Many of the passengers came decked out in their best '70s garb and a complement of flight attendants from around the U.S. chosen by base leaders for recognition were there to sport the original uniforms worn on the first 747 "Friend Ship" routes; the flight was operated with a regular, Honolulu-based crew.
The gate area took on the feel of a family reunion, with generations of loyal United flyers swapping memories about their cherished 747. Managed Care Program Manager, Terry Werber's father was a United mechanic at CLE when she was growing up, and she took her first 747 flight on a family trip to Honolulu in 1971. On Tuesday, Terry wore the same floral print dress that her mother had worn on that flight 46 years earlier.
Terry and her husband Fred love the aircraft so much that when their son Zachary was born at 7:47 p.m., they gave him the middle name "Boeing."
"I know, it's crazy," Terry said, laughing. "Airplane people are crazy – just look around us!"
Retired flight attendant Peggy Daughtry, who flew on the 747 out of Honolulu during parts of her 35-year career, was there courtesy of her son Donovan, a 1K Premier customer who purchased a seat for her as a surprise.
"I started to cry," she said, describing how she felt when Donovan told her the news. "He knew how much this means to me. This is where [we flight attendants] grew up. We were the 'girls next door' and this plane was our home. And when you were on board, we welcomed you and said, 'Now let us make it special for you.'"
Peggy's favorite memories are of the lengths they went to in order to make the trips to and from Honolulu fun, such as decorating serving carts to look like homecoming floats, playing trivia games and taking time to get to know the passengers.
"My rule was, if you didn't know five people's stories by the time we landed, then you weren't doing your job," she said.
Customer Thomas Lee, who was on the first-ever commercial 747 flight – a Pan Am trip from New York to London – was there, too, saying the chance to fly it one last time was too good to pass up. So was Neyssan Rassesh, a customer with nearly 5 million miles flown on United.

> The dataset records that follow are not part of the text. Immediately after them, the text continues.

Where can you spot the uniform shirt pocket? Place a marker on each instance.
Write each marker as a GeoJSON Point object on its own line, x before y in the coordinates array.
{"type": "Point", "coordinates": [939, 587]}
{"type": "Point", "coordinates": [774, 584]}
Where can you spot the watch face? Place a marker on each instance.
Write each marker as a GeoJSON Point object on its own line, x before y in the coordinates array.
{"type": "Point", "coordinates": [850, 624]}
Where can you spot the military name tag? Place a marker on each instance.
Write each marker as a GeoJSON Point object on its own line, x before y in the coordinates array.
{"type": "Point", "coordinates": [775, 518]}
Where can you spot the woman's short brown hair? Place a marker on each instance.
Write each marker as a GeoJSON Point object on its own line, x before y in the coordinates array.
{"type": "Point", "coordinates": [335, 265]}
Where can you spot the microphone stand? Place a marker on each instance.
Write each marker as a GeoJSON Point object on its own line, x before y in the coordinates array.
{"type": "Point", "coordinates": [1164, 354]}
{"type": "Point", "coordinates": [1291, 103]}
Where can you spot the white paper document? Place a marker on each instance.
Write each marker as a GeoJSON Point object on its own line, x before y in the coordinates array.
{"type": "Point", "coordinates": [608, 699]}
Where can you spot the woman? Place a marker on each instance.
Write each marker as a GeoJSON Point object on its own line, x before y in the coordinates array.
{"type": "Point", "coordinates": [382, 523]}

He began flying on the 747 years ago when his family lived in Senegal. "That was the only aircraft that flew to the U.S.," he said. "We'd fly from Senegal to New York six times a year."
With tattoos of his passport immigration stamps inked on his forearm, it was hard not to notice customer Nick Calle taking photos. "It's one of my favorite planes," he said, talking of his love for all things aviation-related.